By Peter Higgins
Mar. 30 – Once known as the “Wall Street of Asia,” Shanghai’s famous riverfront promenade, the Bund, finally reopened Sunday, March 28 after undergoing almost three years of extensive renovations. Costing an estimated US$732 million, the restoration project which began in April 2007 was aimed at making the famed section of Shanghai more pedestrian friendly.
Along with extending the popular quay to 2.6 kilometers, seven lanes of the busy highway that separated the riverfront from the historic buildings have been moved underground into a new two-tier tunnel. The other four lanes remain above ground, but the diversion of close to 70 percent of traffic below ground should make the area much more welcoming to the visitors who come to experience the history of Asia’s former financial hub.
The Bund grew in importance after the First Opium War ended in 1842, when the British signed a treaty with the Chinese government affording them extraterritorial land rights for a large swath of the city. In 1863, the British and American foreign concessions were combined to create the Shanghai International Settlement, which fronted the Huangpu River. Along the waterfront, passenger and commercial ships docked to drop off passengers and goods. The wall along the riverbank is where the Bund derives its name.

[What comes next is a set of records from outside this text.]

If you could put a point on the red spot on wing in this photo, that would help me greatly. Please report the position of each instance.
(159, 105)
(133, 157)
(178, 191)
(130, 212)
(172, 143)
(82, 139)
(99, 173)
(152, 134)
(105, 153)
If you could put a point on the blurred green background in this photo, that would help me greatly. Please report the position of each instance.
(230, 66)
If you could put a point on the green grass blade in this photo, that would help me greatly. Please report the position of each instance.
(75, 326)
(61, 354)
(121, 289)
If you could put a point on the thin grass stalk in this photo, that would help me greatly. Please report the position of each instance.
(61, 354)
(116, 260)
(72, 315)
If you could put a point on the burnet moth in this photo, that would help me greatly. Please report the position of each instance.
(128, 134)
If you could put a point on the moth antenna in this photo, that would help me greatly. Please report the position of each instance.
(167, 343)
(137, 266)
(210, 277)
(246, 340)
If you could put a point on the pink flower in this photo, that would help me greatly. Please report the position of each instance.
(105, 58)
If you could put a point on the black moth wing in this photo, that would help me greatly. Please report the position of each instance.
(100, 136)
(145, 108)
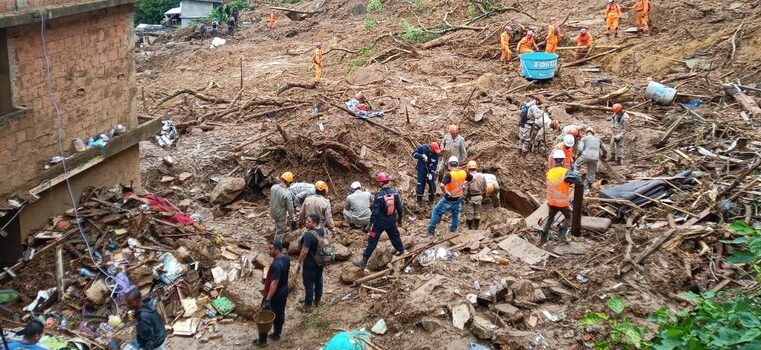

As war ravaged the countryside in the mid-1800s, thousands sought refuge in the relative calm of the International Settlement. The major population increase raised property values and the fortunes of the foreign landholders within the settlement, which led to a building boom. The extravagant structures housed some of the world’s most important financial institutions, which flooded to Shanghai as the economic importance of the city grew.
Of course, it was not all business on the Bund. It was also home to numerous entertainment venues and elegant hotels. The Cathay Hotel, now known as the Peace Hotel, saw visits from world famous celebrities and housed one of the city’s most important financiers: Victor Sassoon. The Shanghailanders, as foreign residents were called at the time, were enjoying the good life, and champagne flowed by the caseload.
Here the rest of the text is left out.